After our Take Me Home story ran, we got a call from a deputy with the Albany County Sheriff’s Office, telling us he had read the story and that the sheriff’s office offers a similar program. Sheriff Craig Apple was eager to give us the details this week on Project Lifesaver, an international program that began in Albany County six months ago.

“It’s an awesome program,” Apple said. “We ask people to come in and fill out a form.”

Those on the autism spectrum or suffering from dementia are then give a bracelet that emits a distinct radio frequency. “It looks like a watch,” said Apple. “The RF is in our database, and we check every few months on the condition and to replace the battery.”

If the person wearing the bracelet wanders away, 911 is called and then a large antenna is used to find the area where the person has wandered.  “Then we send a team in with a small antenna,” said Apple. “We don’t have to use dogs or a helicopter; it’s fast.”

So far, 13 people in Albany County are wearing the bracelet, and the system has been successfully activated “a couple of times,” said Apple.

There is no cost to the wearer; the system is paid for with forfeiture money, said Apple, which comes from money seized from drug dealers.

“I’m not saying we’re the best,” Apple concluded, applauding the Guilderland program, which he had been unaware of. “The more the merrier.”

We believe coordination among similar programs in the county would be useful both for the police agencies involved and for the citizens benefitting from those programs.

We’ve recently run news on our pages, too, of other police programs that can help residents.

With this winter’s bone-chilling cold weather, the sheriff’s office announced a countywide Special Needs Registry designed to help those who are physically unable to or need help to evacuate their homes during an emergency.

All information is put into the emergency 911 database for retrieval during disasters and can be used for routine distress calls, giving first responders vital information when they need it.
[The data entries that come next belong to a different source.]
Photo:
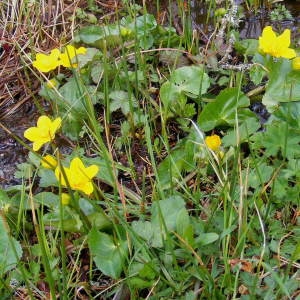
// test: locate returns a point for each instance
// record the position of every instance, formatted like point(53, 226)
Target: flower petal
point(288, 53)
point(32, 134)
point(44, 122)
point(87, 188)
point(91, 171)
point(37, 145)
point(284, 40)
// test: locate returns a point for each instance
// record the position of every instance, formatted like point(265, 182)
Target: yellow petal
point(65, 199)
point(54, 54)
point(32, 134)
point(60, 176)
point(296, 63)
point(55, 126)
point(44, 122)
point(37, 145)
point(76, 164)
point(288, 53)
point(49, 162)
point(284, 39)
point(87, 188)
point(81, 50)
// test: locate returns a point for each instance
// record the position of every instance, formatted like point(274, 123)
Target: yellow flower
point(69, 53)
point(46, 63)
point(49, 162)
point(296, 63)
point(52, 83)
point(65, 199)
point(43, 133)
point(277, 46)
point(213, 142)
point(78, 176)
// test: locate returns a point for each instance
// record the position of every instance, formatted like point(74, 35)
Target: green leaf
point(246, 129)
point(289, 112)
point(10, 249)
point(121, 100)
point(72, 221)
point(83, 59)
point(109, 256)
point(259, 175)
point(283, 85)
point(167, 211)
point(191, 80)
point(223, 110)
point(98, 36)
point(47, 199)
point(206, 239)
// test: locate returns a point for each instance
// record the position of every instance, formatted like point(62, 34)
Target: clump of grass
point(190, 200)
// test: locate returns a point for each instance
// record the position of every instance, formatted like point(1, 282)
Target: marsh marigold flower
point(65, 199)
point(49, 162)
point(43, 133)
point(213, 142)
point(69, 53)
point(78, 177)
point(296, 63)
point(46, 63)
point(276, 46)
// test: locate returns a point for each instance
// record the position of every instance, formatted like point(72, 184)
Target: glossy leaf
point(109, 256)
point(222, 112)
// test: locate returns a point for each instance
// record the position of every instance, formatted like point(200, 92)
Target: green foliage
point(168, 217)
point(10, 248)
point(109, 256)
point(230, 105)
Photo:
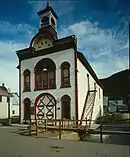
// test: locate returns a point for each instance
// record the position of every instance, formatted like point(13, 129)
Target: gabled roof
point(3, 91)
point(84, 61)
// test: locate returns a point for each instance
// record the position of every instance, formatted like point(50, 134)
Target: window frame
point(48, 73)
point(27, 73)
point(0, 98)
point(65, 66)
point(68, 100)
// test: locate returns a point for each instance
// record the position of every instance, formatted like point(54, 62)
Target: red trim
point(27, 101)
point(27, 73)
point(65, 66)
point(62, 105)
point(19, 91)
point(76, 87)
point(49, 85)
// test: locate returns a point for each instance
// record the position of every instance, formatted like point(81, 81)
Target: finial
point(47, 4)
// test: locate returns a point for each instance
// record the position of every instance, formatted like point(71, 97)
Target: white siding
point(58, 58)
point(83, 88)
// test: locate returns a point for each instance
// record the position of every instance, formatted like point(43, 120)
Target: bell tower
point(48, 20)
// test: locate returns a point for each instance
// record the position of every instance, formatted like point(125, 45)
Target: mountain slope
point(117, 85)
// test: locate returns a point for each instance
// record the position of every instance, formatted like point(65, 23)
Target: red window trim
point(25, 74)
point(63, 84)
point(62, 102)
point(48, 81)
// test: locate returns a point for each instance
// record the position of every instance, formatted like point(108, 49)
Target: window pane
point(52, 79)
point(65, 73)
point(66, 81)
point(45, 80)
point(27, 78)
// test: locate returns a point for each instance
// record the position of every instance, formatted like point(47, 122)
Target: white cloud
point(17, 32)
point(106, 50)
point(8, 63)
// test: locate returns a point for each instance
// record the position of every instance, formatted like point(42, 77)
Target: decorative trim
point(27, 73)
point(65, 66)
point(62, 109)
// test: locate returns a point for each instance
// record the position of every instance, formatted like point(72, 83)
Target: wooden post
point(59, 128)
point(45, 123)
point(101, 132)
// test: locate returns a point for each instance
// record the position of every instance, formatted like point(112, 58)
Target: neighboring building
point(55, 80)
point(116, 88)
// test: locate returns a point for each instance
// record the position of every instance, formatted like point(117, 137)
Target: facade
point(54, 77)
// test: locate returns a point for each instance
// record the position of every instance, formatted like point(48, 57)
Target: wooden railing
point(58, 124)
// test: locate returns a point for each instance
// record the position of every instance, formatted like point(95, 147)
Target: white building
point(56, 81)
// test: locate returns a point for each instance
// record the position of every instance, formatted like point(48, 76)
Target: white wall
point(58, 58)
point(4, 108)
point(83, 88)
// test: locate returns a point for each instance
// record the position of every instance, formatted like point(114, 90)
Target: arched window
point(45, 77)
point(26, 80)
point(65, 74)
point(65, 100)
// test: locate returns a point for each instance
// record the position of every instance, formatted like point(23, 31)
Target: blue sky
point(101, 27)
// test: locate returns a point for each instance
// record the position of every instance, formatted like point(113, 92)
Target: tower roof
point(47, 9)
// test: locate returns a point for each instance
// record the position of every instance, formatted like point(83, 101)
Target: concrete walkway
point(14, 145)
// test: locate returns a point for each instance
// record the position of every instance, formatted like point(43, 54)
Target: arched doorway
point(27, 105)
point(65, 100)
point(45, 107)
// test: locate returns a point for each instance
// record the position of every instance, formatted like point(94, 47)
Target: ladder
point(88, 107)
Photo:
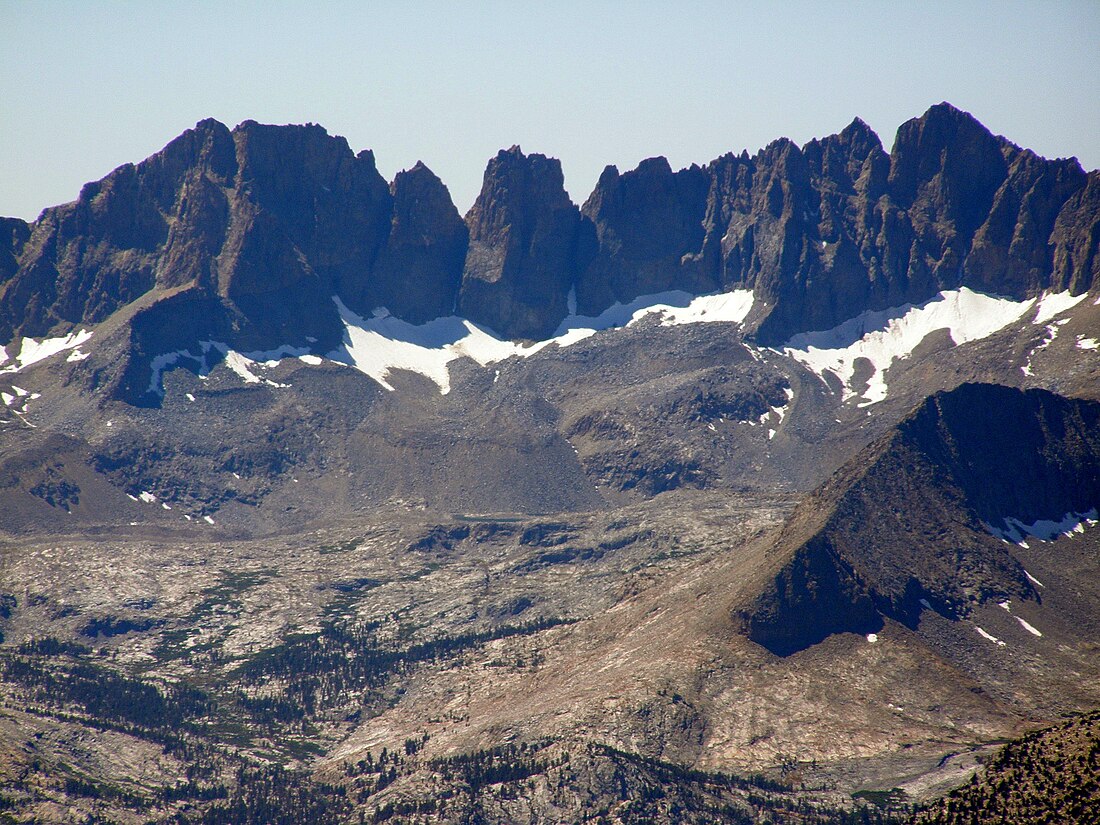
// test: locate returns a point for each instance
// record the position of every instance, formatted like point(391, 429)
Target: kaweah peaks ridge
point(761, 490)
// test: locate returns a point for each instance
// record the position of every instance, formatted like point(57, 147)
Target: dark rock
point(527, 243)
point(906, 519)
point(419, 270)
point(1076, 240)
point(13, 235)
point(649, 223)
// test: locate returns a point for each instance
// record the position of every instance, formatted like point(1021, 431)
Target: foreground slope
point(600, 653)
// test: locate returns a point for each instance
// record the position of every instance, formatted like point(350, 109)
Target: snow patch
point(888, 336)
point(1045, 529)
point(32, 352)
point(380, 344)
point(1055, 304)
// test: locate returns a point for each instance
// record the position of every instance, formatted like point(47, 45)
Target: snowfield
point(32, 352)
point(1070, 524)
point(890, 334)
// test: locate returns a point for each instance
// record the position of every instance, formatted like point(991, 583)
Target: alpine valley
point(758, 492)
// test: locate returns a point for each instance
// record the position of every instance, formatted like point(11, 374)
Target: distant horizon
point(86, 88)
point(579, 199)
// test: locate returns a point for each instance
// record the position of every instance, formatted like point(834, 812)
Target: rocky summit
point(766, 490)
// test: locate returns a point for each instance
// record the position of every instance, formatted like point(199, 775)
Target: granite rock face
point(528, 242)
point(272, 221)
point(905, 525)
point(649, 223)
point(419, 270)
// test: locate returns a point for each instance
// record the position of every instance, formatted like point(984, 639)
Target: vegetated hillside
point(1049, 776)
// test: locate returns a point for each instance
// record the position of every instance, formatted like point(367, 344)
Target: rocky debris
point(527, 244)
point(1046, 776)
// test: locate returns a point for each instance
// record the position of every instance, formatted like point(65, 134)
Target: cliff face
point(908, 519)
point(527, 244)
point(272, 221)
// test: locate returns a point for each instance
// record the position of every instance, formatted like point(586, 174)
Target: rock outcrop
point(528, 242)
point(908, 523)
point(275, 220)
point(419, 270)
point(649, 223)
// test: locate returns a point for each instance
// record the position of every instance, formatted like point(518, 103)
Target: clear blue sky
point(88, 86)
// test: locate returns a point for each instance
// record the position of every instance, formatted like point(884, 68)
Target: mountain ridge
point(260, 218)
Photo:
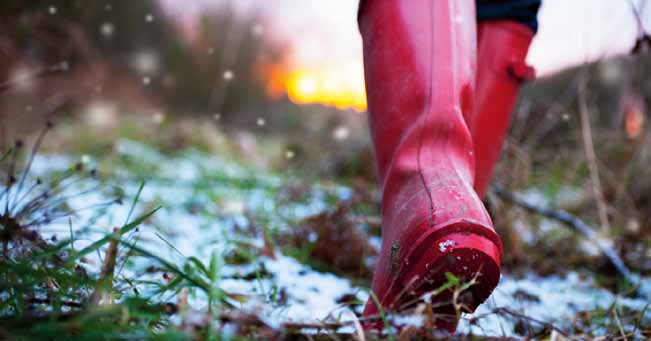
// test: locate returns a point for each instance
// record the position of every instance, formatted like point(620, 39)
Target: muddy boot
point(501, 69)
point(419, 60)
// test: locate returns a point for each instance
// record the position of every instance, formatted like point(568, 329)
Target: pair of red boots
point(440, 90)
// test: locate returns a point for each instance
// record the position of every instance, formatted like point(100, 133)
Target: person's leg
point(419, 61)
point(505, 29)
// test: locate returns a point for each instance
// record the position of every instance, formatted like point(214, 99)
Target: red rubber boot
point(419, 60)
point(501, 69)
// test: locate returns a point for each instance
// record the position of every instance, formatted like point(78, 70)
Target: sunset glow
point(339, 86)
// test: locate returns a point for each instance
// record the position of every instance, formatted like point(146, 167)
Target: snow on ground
point(292, 291)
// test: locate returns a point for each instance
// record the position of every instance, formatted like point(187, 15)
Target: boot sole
point(469, 256)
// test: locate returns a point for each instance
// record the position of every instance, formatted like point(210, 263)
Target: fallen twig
point(573, 222)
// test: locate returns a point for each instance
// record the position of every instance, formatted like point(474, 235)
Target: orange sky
point(326, 58)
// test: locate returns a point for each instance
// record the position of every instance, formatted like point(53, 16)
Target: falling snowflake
point(107, 29)
point(158, 117)
point(257, 30)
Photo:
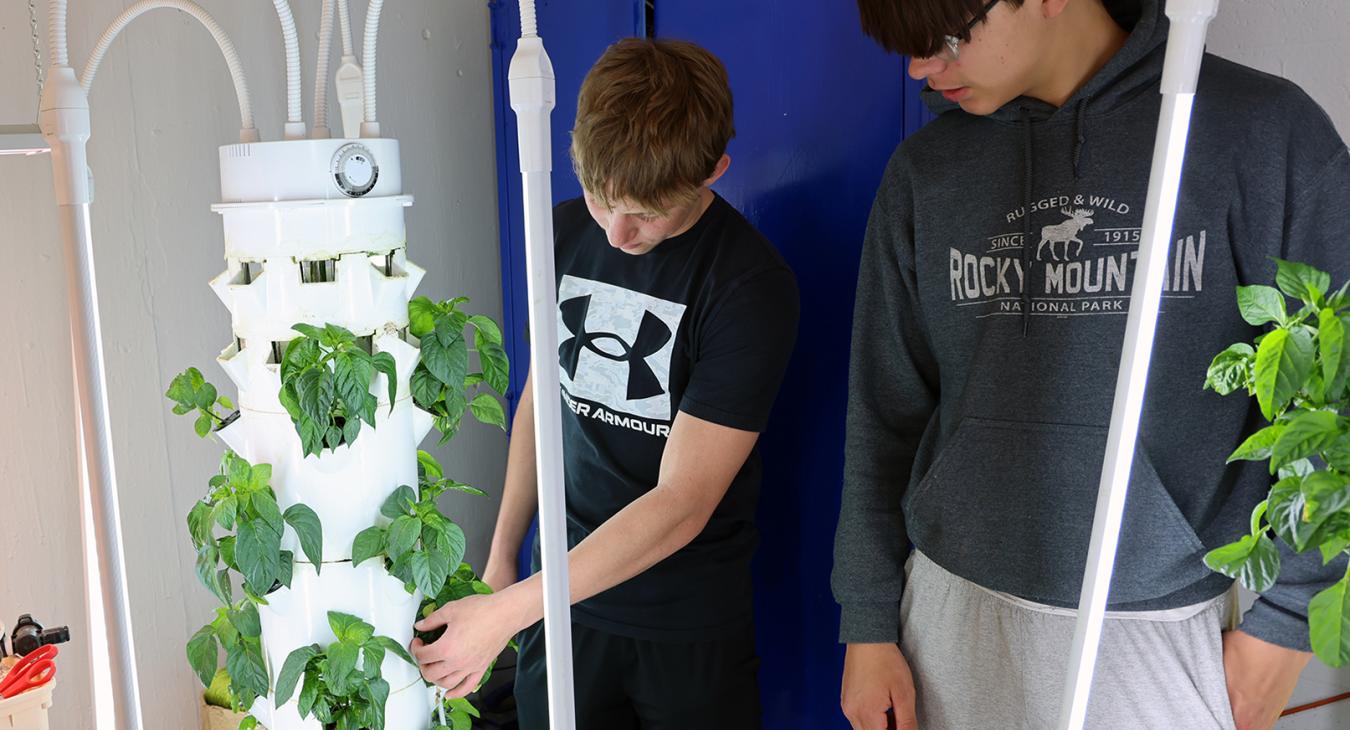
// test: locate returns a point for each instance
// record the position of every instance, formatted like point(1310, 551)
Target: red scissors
point(33, 671)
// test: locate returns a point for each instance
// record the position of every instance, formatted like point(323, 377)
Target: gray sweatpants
point(990, 660)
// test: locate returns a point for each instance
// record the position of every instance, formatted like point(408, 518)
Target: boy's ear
point(718, 170)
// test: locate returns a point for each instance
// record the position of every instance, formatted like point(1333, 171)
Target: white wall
point(1304, 41)
point(162, 103)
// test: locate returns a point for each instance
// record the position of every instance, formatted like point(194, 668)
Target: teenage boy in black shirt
point(675, 323)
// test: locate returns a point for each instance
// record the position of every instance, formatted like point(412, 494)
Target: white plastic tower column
point(1185, 47)
point(532, 97)
point(340, 201)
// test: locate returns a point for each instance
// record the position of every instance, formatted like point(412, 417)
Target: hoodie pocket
point(1009, 505)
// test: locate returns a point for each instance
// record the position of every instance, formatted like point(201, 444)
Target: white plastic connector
point(350, 84)
point(532, 97)
point(64, 118)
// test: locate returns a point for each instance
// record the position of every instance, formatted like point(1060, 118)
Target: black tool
point(29, 636)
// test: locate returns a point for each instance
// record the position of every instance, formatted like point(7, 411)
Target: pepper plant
point(343, 683)
point(238, 630)
point(419, 543)
point(242, 501)
point(1298, 371)
point(191, 391)
point(326, 381)
point(442, 382)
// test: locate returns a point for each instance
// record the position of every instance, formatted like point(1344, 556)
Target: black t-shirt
point(702, 324)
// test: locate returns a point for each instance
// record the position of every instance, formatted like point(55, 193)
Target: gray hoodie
point(991, 308)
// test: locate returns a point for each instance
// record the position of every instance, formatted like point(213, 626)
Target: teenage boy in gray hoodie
point(992, 297)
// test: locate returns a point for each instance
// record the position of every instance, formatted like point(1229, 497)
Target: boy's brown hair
point(652, 119)
point(917, 27)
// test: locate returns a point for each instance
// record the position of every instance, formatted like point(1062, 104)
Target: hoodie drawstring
point(1026, 219)
point(1080, 134)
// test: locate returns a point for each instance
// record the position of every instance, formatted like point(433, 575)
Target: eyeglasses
point(952, 50)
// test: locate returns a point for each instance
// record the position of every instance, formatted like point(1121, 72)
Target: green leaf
point(288, 567)
point(226, 512)
point(266, 508)
point(461, 486)
point(1261, 304)
point(309, 530)
point(367, 544)
point(1329, 624)
point(402, 536)
point(199, 522)
point(488, 410)
point(257, 549)
point(496, 366)
point(1300, 467)
point(246, 621)
point(1253, 560)
point(309, 692)
point(378, 692)
point(342, 664)
point(446, 358)
point(247, 672)
point(1285, 512)
point(1331, 340)
point(486, 328)
point(347, 625)
point(398, 502)
point(292, 671)
point(424, 572)
point(1325, 493)
point(203, 655)
point(429, 466)
point(1302, 281)
point(208, 559)
point(424, 386)
point(421, 317)
point(1306, 435)
point(1257, 447)
point(1284, 360)
point(394, 648)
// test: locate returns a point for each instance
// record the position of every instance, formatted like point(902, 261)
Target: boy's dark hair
point(917, 27)
point(652, 119)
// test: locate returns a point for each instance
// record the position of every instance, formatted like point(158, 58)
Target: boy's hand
point(878, 691)
point(477, 629)
point(1261, 678)
point(498, 574)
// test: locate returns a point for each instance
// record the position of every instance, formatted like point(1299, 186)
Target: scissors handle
point(34, 669)
point(34, 675)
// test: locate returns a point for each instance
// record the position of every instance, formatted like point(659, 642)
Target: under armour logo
point(652, 336)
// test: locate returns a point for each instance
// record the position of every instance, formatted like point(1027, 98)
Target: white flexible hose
point(367, 57)
point(326, 35)
point(227, 49)
point(344, 20)
point(527, 18)
point(294, 112)
point(57, 34)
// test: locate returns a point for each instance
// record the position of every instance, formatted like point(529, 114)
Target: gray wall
point(162, 103)
point(1306, 42)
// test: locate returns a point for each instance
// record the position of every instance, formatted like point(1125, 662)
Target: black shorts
point(643, 684)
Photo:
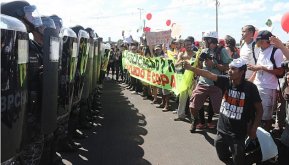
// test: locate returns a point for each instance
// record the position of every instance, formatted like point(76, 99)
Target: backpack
point(253, 51)
point(218, 54)
point(274, 63)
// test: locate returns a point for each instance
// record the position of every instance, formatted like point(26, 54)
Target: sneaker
point(180, 119)
point(211, 125)
point(165, 109)
point(154, 102)
point(160, 106)
point(201, 126)
point(133, 92)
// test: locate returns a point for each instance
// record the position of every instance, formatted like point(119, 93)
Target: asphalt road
point(131, 131)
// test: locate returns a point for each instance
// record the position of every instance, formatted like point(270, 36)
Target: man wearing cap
point(249, 52)
point(265, 79)
point(214, 59)
point(240, 113)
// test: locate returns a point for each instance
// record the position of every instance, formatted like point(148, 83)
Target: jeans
point(227, 146)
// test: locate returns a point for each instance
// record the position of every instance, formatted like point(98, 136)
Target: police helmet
point(46, 23)
point(211, 37)
point(57, 21)
point(90, 32)
point(23, 11)
point(77, 28)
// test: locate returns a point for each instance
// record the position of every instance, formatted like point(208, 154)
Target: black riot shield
point(88, 72)
point(50, 80)
point(98, 66)
point(95, 66)
point(68, 63)
point(14, 95)
point(83, 51)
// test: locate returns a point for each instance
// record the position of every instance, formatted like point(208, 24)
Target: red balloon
point(256, 34)
point(168, 22)
point(149, 16)
point(285, 22)
point(146, 29)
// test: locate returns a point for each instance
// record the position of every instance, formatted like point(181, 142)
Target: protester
point(241, 102)
point(183, 96)
point(248, 50)
point(213, 60)
point(266, 79)
point(284, 147)
point(231, 46)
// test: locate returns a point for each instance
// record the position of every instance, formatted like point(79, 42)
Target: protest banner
point(158, 72)
point(155, 38)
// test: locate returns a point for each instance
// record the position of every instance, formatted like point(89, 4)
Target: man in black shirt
point(240, 113)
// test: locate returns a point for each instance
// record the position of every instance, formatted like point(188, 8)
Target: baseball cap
point(238, 63)
point(157, 47)
point(263, 35)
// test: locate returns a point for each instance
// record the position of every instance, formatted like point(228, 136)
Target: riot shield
point(83, 51)
point(50, 80)
point(99, 56)
point(14, 94)
point(94, 72)
point(68, 63)
point(88, 72)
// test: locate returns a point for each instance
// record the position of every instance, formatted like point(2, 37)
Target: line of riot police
point(49, 85)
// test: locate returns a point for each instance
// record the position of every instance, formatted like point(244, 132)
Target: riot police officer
point(14, 59)
point(32, 135)
point(40, 117)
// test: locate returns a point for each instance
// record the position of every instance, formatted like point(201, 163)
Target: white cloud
point(279, 6)
point(276, 18)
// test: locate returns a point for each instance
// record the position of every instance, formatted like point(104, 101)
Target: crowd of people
point(58, 93)
point(245, 85)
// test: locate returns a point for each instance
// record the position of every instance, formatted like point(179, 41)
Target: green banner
point(157, 71)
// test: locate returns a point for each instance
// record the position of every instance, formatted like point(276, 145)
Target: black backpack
point(274, 63)
point(253, 51)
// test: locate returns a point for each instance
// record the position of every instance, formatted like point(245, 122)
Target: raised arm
point(200, 72)
point(278, 43)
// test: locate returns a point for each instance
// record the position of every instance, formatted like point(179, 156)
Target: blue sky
point(191, 17)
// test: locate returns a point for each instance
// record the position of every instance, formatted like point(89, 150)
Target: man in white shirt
point(248, 51)
point(266, 80)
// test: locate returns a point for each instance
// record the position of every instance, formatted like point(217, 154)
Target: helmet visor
point(32, 15)
point(57, 20)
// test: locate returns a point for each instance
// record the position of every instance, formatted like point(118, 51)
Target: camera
point(285, 64)
point(205, 56)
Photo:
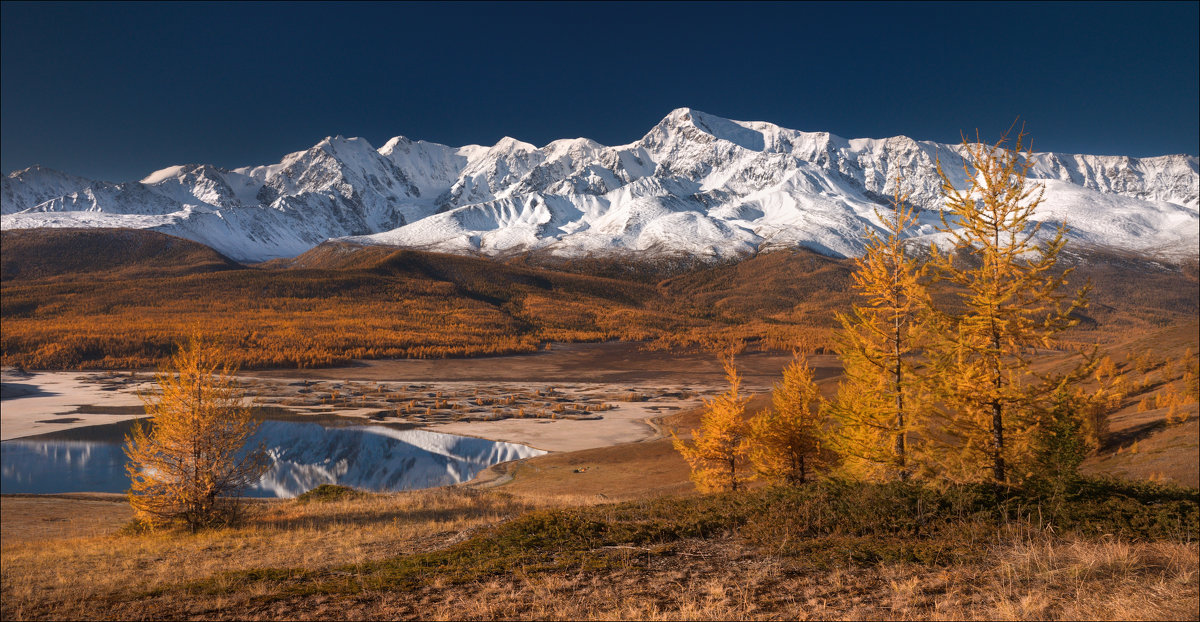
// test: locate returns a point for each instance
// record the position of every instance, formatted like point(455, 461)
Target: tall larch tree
point(190, 460)
point(718, 449)
point(880, 402)
point(786, 440)
point(1011, 303)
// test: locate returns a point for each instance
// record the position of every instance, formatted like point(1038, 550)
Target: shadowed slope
point(103, 253)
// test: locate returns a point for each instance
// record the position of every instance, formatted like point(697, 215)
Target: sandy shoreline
point(51, 401)
point(55, 401)
point(42, 402)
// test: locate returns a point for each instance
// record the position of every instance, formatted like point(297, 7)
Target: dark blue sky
point(115, 91)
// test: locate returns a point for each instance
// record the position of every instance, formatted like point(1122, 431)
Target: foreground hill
point(343, 301)
point(695, 185)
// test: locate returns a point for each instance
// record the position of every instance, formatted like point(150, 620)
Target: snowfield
point(695, 185)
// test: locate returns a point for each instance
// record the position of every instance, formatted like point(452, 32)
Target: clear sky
point(117, 90)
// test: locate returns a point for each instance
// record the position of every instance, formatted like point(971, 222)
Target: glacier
point(696, 185)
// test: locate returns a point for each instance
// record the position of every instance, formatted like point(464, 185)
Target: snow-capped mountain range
point(695, 184)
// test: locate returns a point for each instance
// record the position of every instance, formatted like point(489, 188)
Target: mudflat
point(617, 362)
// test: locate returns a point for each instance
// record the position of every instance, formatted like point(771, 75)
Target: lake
point(304, 455)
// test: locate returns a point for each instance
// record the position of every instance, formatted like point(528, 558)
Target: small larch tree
point(1012, 304)
point(718, 449)
point(786, 440)
point(191, 460)
point(880, 401)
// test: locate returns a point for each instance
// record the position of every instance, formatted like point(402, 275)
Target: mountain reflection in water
point(304, 455)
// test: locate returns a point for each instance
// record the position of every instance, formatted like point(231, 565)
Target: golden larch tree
point(718, 449)
point(786, 440)
point(1011, 304)
point(190, 460)
point(880, 402)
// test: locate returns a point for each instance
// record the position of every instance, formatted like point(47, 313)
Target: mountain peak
point(695, 184)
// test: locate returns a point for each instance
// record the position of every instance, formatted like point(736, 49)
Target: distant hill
point(103, 253)
point(341, 301)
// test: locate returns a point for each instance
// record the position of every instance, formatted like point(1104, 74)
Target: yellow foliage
point(879, 404)
point(1008, 288)
point(185, 466)
point(786, 441)
point(718, 448)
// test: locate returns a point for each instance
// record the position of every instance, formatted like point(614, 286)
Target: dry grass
point(347, 558)
point(47, 574)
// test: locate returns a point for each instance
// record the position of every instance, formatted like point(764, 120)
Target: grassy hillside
point(832, 550)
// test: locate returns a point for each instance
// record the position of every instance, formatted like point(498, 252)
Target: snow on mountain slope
point(695, 184)
point(24, 189)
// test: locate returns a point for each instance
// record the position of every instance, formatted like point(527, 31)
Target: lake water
point(304, 455)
Sheriff Apple released this example of how the registry is used: “We have been experiencing a polar vortex the past few days, extreme cold; because of this, I had my Emergency Management Unit call the people in the registry living in the Hilltowns to make sure they were OK because of the nature of their environment.”

The registry is voluntary and confidential. We urge those with special needs to fill out the online form at www.albanycountysheriff.com, to call 720-8030, or to visit the sheriff’s office at 58 Verda Ave. in Clarksville.

The sheriff’s office also offers a free Yellow Dot Program, designed to help first responders provide life-saving medical attention during that first “golden hour” after a crash or other emergency. It can make the difference between life and death.

A Yellow Dot in the driver’s side rear window of a car or truck lets first responders know that vital medical information is stored in the glove compartment.

A Yellow Dot kit can also alert those who respond to a health emergency in a home where the resident placed a Yellow Dot decal on or beside the home’s front door and placed a completed card for each occupant in a clear plastic freezer bag in a visible location in the freezer compartment of the refrigerator.

What could be simpler?

Imagine this scene: An emergency medical crew arrives at a home or accident scene to find someone unconscious.

Is she on medication? What is her medical history? Who is her doctor?

If there is a Yellow Dot, displayed where it should be, the answers to those vital questions are close at hand.

So call now: 487-5887.

And, yes, we’re going to repeat the online address: www.albanycountysheriff.com. Repetitio est mater studiorum.

All of these police services are free. But none of them will work unless the people who need them sign on.

Take a few minutes now to save a life — maybe your own, or someone you love.